We're Together Anywhere

3.2K 345 70
                                    

"Sudahlah Pho, mungkin pasanganmu telah menemukan pria lain yang lebih muda dan kaya, dia itu pemimpin besar sekarang, mendapatkan sesuatu yang levelnya jauh diatasmu adalah hal yang sangat mudah untuknya, aduh..."

First mencebikan bibir sembari mengusap kepalanya yang baru saja dipukul dengan gulungan majalah oleh sang ayah.

"Jangan asal bicara tentang papamu seperti itu"

"Cih... Aku tidak pernah setuju memanggil pria gila itu dengan sebutan papa" First bergidik ngeri membayangkan harus menyebut kata papa untuk Krist. Melihat tingkah pria itu saja membuat First merasakan sakit kepala, ditambah harus memanggil papa, fix dia akan segera masuk rumah sakit karena serangan jantung mendadak.

"Kalau begitu panggil saja mama"

"Please Pho, cukup pasanganmu saja yang gila, kau jangan sampai tertular"

"Sayangnya aku akan menjadi gila jika dia terus-menerus tak bisa dihubungi seperti sekarang"

Berlebihan, Batin First. Mereka baru saja berpisah selama dua bulan, bukan dua dekade tetapi sikap sang ayah benar-benar membuatnya jengah. Seperti gadis remaja yang baru saja merasakan puber dan ditinggal sang kekasih untuk menjalani long distance relationship. First dan kekasihnya juga terpisah jarak dan waktu tetapi tak pernah seputus asa ayahnya.

"Kau bisa menghuhungi asistennya jika kau lupa"
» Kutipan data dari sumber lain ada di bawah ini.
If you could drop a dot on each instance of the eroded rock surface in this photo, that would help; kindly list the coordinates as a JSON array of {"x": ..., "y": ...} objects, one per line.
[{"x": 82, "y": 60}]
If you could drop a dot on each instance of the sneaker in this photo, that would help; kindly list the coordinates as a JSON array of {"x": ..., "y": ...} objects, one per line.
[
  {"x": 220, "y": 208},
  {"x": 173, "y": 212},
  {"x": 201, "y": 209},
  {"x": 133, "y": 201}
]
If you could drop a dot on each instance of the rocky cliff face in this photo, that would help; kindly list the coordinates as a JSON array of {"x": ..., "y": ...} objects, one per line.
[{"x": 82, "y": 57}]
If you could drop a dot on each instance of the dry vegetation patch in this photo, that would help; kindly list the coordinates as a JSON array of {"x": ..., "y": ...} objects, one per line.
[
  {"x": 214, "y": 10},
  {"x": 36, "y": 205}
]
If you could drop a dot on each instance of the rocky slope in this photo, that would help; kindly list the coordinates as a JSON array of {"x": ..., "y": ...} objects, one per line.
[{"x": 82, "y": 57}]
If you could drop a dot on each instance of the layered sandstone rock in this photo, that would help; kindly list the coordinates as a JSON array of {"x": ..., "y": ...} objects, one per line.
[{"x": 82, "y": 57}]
"Sudah, tetapi ponselnya juga mati"

"Bukankah Krist sedang meninjau pembukaan lahan untuk resort barunya?"

"Benar"

"Ku dengar sebagian lahan itu masih berbentuk hutan lebat, jangan-jangan suamimu itu hilang ditelan gorila, seingatku gorila paling benci dengan manusia yang banyak tingkah seperti Krist"

"First Yamada"

"Hahahaha.. Hahaha..." First tak bisa lagi menahan tawanya saat sang ayah justru memberi pukulan kecil bertubi-tubi dengan wajah garang. Belakangan ia memang senang mengerjai Singto dengan berbagai macam obrolan tentang Krist. Sekali-sekali si budak cinta itu memang harus diberi asupan humor agar tak terlalu serius menyikapi kepergian Krist untuk bekerja.

"Sudah... Sudah... Daripada Pho semakin kisruh, bagaimana kalau Pho pergi ke dapur dan menyiapkan makanan untukku?"
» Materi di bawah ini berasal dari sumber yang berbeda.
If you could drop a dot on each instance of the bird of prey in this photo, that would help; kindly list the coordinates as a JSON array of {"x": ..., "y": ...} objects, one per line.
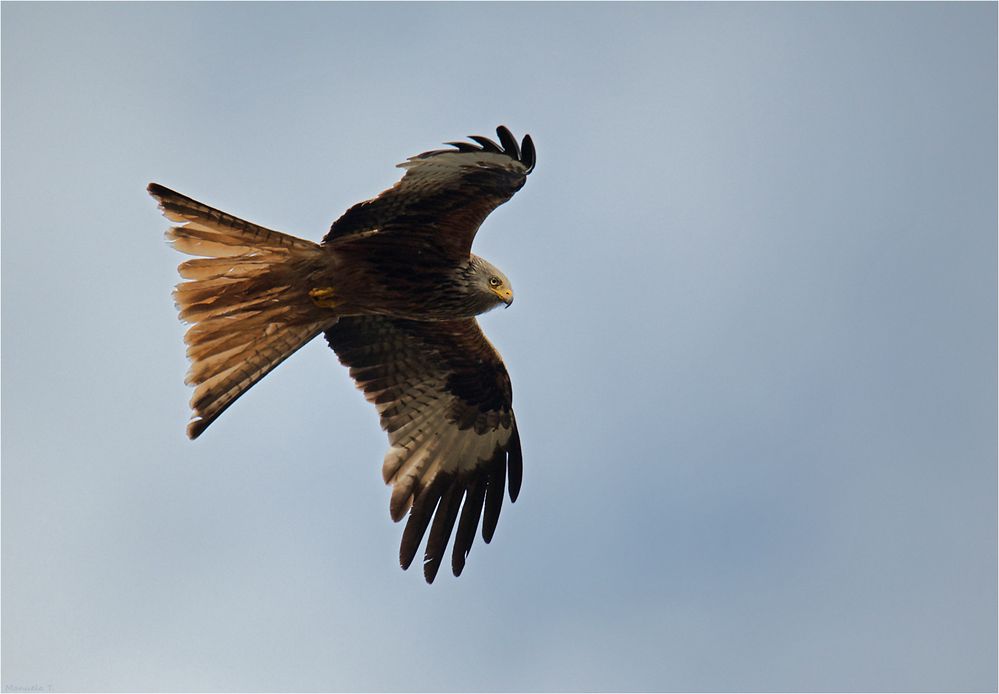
[{"x": 395, "y": 289}]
"Hei.. Disini aku yang berperan sebagai orang tua, kenapa harus aku yang melayanimu?"

"Baiklah pak tua, kau ingin makan apa? Akan aku siapkan"

"Ramen"

Krist benar-benar sudah meracuni ayahnya dengan banyak hal, bagaiman bisa sang ayah menjadi penggila ramen padahal pria tua itu paling benci makanan berpengawet. Rasanya ingin sekali mencekik Krist jika dirinya tak ingat kebahagiaan sang ayah adalah saat ada Krist di dunia ini.
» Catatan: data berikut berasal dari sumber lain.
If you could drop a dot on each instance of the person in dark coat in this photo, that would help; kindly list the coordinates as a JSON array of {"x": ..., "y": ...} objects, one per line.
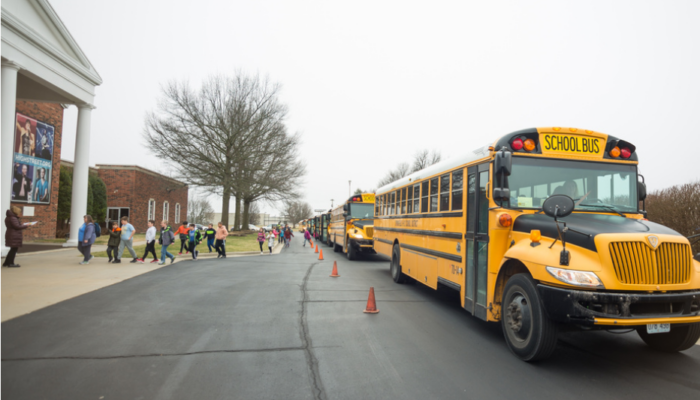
[
  {"x": 86, "y": 237},
  {"x": 13, "y": 235},
  {"x": 113, "y": 242}
]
"Tunggu apa lagi son, aku sudah lapar"

Khayalan First seketika selesai "Iya.. Iya.. Tak sabaran sekali" First memilih segera menuju dapur untuk menyiapkan makan malam mereka. Sejak ia datang ke rumah sang ayah, dirinya hanya disuguhi segala macam gerutuan yang dikeluarkan pria tua itu karena suaminya tak kunjung bisa dihubungi. Pikiran Singto Yamada mendadak melankolis, padahal ia sudah sering memberitahu jika mungkin Krist tak mendapat signal karena tempat yang dikunjungi cukup jauh dari pusat kota.

Ponsel First bergetar, sebuah nomer tak dikenal terpampang dilayar ponselnya. First ragu mengangkat tetapi mungkin saja itu dari sang ibu karena kebiasaan jelek wanita itu sering sekali menghilangkan ponsel dan mengganti nomernya secara tiba-tiba.

"Hallo"

"Kau dimana?"

Kening First berkerut dalam "Siapa ini?"